Garabito was an indigenous king of the Huetar ethnic group, who approximately between 1561 and 1574 was a monarch of the Western Huetar Kingdom and its surroundings, in the current territory of Costa Rica. A 1566 document indicates that in 1561 he succeeded his grandfather, although given that in the indigenous kingdoms of the Intermediate Area of Costa Rica, matrilineal succession prevailed, it is more likely that his predecessor was a maternal uncle.

At the time when he began to rule over the huetares, shortly after the arrival in Costa Rica of the mayor of Nuevo Cartago and Costa Rica Juan de Cavallón y Arboleda (1561-1562), his domains were located in the western region of the Central Valley, Costa Rica, extending towards the Pacific in the basin of the Jesús María and Gamalotal rivers. According to a document of 1569, the domains of Garabito extended inland and included the places called Coyoche Valley, Pereira, Barva, Yuruste, Coboboci, Abacara and Chucasque; The chiefs or lord vassals of Garabito were called Cobobia, Abaçara, Barba and Yuruste. Other sources add three communities that were tributaries of Garabito, such as those of the botos, located in the plains of San Carlos, the tises and the catapas, located in the current cantons of Grecia and Alajuela. Its main settlement would have been in the Valle de la Cruz, in the current canton of San Mateo, on the banks of the Surubres River.

In some publications of the 20th century, King Garabito is confused with Coyoche, another indigenous monarch who, despite being his contemporary, belonged to another ethnic group, of Mesoamerican culture.

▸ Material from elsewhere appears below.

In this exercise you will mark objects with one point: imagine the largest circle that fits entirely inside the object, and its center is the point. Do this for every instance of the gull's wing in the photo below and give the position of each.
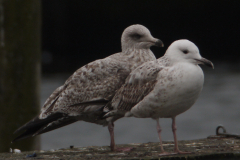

King Garabito was the most important leader of the indigenous resistance against Mayor Juan de Cavallón y Arboleda (1560-1562), and he also did not submit to the authority of Juan Vázquez de Coronado (1562-1565), his successor. Garabito is perhaps, along with Pablo Presbere, the best known of the indigenous kings of Costa Rica, mainly because he was the one who most resisted the conquest of the country by the Spaniards in the 16th century. Many legends have been woven around his figure, highlighting his fierce and untamed character.